What they need are the signatures. After that, they will negotiate the peace. Years of wrangling still to come, he knows. No magic wand. All he wants is to get the metal nibs striking against the page. But really what he would like now, more than anything, is to walk out from the press conference into the sunlight, a morning and evening jammed together, so that there is rise and fall at the same time, east and west. It strikes him at moments like this that he is a man of crossword puzzles, pajamas, slippers. All he really wants is to get on a plane to New York, enter the lobby of the apartment on Sixty-Seventh Street, step into his own second chance, that proper silence of fatherhood.
HE WRITES HEATHER an email to say that he will be home soon.

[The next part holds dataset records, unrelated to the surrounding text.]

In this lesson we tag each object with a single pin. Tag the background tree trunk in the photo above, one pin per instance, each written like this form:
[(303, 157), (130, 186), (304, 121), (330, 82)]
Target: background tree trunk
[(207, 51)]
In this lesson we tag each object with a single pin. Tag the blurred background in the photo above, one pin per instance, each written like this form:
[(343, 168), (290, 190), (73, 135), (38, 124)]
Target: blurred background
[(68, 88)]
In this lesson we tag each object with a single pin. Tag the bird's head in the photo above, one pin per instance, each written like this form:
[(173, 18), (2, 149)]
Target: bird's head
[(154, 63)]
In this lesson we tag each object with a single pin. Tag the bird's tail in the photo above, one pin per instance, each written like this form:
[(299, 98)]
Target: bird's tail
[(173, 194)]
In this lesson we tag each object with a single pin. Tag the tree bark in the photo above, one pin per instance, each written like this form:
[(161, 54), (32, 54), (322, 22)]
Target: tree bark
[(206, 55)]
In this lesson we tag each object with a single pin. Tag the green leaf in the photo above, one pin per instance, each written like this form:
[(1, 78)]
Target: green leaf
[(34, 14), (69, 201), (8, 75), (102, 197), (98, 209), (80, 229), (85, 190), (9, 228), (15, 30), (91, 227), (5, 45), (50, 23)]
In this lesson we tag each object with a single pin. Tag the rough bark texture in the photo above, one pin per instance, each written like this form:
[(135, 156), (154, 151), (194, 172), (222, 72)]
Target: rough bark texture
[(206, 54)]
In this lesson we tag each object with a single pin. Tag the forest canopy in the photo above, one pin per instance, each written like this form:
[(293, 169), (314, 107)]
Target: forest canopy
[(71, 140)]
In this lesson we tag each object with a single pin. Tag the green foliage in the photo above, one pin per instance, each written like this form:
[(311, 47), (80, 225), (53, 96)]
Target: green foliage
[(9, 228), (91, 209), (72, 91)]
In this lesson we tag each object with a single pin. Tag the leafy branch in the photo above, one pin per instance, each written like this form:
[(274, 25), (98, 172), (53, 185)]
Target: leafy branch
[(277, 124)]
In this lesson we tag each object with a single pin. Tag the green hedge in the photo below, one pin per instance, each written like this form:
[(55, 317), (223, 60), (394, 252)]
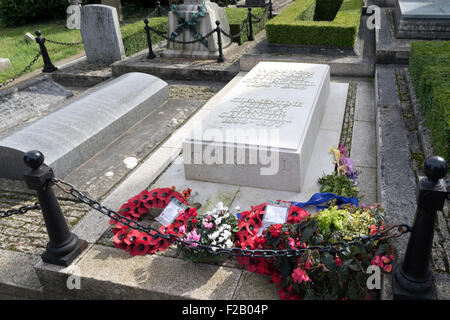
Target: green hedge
[(14, 13), (135, 38), (236, 18), (296, 24), (429, 67)]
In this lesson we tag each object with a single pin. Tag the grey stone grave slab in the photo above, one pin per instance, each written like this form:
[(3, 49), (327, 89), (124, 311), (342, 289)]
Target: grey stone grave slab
[(275, 109), (73, 134), (420, 19), (101, 34), (5, 64)]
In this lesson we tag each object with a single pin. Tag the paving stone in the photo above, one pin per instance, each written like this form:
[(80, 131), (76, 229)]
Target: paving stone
[(109, 273), (364, 144), (17, 277)]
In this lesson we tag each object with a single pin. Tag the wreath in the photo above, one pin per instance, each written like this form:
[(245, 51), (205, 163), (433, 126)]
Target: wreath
[(140, 243), (248, 236)]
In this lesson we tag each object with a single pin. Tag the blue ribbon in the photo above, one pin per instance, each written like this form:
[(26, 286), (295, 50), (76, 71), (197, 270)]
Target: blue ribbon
[(318, 199)]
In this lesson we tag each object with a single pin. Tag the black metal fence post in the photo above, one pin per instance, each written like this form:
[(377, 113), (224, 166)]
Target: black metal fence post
[(158, 7), (64, 246), (250, 25), (219, 42), (412, 278), (150, 55), (270, 9), (48, 65)]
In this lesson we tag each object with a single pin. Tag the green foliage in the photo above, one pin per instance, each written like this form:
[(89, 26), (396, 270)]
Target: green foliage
[(429, 67), (295, 25), (338, 184), (135, 37), (329, 275), (20, 12), (236, 18)]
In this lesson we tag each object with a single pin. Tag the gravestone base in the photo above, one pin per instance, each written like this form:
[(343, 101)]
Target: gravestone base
[(274, 112), (422, 20)]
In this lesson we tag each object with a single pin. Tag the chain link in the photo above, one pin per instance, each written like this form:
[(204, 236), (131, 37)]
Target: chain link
[(64, 43), (27, 68), (19, 211), (338, 247)]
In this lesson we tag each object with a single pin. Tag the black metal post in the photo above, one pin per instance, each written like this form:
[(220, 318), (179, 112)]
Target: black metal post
[(158, 7), (250, 25), (150, 55), (270, 9), (64, 246), (48, 65), (412, 278), (219, 42)]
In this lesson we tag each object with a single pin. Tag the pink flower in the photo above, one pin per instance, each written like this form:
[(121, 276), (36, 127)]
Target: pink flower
[(291, 243), (388, 268), (193, 236), (206, 224), (300, 275), (338, 261)]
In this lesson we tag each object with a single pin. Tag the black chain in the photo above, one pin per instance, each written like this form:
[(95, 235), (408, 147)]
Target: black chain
[(19, 211), (22, 72), (64, 43), (164, 35), (337, 247)]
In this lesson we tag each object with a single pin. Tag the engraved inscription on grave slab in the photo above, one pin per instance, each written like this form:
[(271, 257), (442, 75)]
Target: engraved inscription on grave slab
[(283, 79), (262, 112), (262, 132)]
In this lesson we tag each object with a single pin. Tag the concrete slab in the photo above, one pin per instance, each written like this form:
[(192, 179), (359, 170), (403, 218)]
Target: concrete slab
[(84, 126), (17, 276), (109, 273), (5, 64), (425, 9), (254, 286), (341, 63)]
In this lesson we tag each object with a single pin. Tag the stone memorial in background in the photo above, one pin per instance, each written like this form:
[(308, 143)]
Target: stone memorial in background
[(192, 20), (116, 4), (73, 14), (76, 132), (423, 19), (255, 3), (5, 64), (100, 31), (262, 132)]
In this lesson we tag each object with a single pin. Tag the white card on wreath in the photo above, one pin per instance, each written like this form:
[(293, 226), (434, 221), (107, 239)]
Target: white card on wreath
[(275, 214), (169, 214)]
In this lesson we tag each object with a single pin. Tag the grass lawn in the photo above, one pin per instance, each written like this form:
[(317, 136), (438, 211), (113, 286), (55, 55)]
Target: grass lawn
[(13, 46)]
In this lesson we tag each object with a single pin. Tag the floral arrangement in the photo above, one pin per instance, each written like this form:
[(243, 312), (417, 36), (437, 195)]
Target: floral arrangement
[(342, 182), (320, 275), (216, 228), (139, 243)]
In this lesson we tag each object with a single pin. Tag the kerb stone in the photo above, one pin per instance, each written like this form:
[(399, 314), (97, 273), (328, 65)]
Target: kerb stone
[(101, 34)]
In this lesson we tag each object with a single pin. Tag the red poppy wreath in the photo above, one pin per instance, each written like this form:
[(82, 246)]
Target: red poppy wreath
[(140, 243), (248, 237)]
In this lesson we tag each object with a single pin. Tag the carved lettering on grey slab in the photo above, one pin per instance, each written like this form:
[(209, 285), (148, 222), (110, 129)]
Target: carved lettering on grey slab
[(284, 79), (262, 112)]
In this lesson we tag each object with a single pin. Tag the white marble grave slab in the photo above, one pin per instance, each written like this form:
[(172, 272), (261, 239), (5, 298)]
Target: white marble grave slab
[(425, 9), (263, 131)]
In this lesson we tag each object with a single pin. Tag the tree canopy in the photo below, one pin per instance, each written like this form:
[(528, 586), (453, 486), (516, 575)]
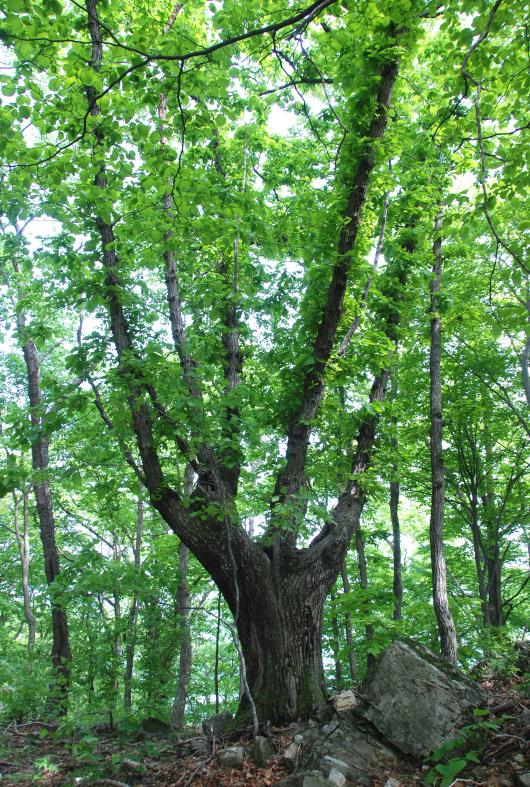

Easter Saturday at the latest. He is careful with the note, in case it is intercepted. No flourishes. No professions of love. He clicks Send , and then goes for a walk in Lady Dixon Park in the middle of the night, amongst the roses, rolling a pebble along at his feet, his security detail behind him, matching him step for step.
It is a photo that’s used in the newspapers a few days later. For the Easter editions. The Senator rolling a stone with his foot. In the gloom. Away from a cave of light. On Good Friday itself.
Nothing, in Northern Ireland — not even the obvious — ever escapes attention.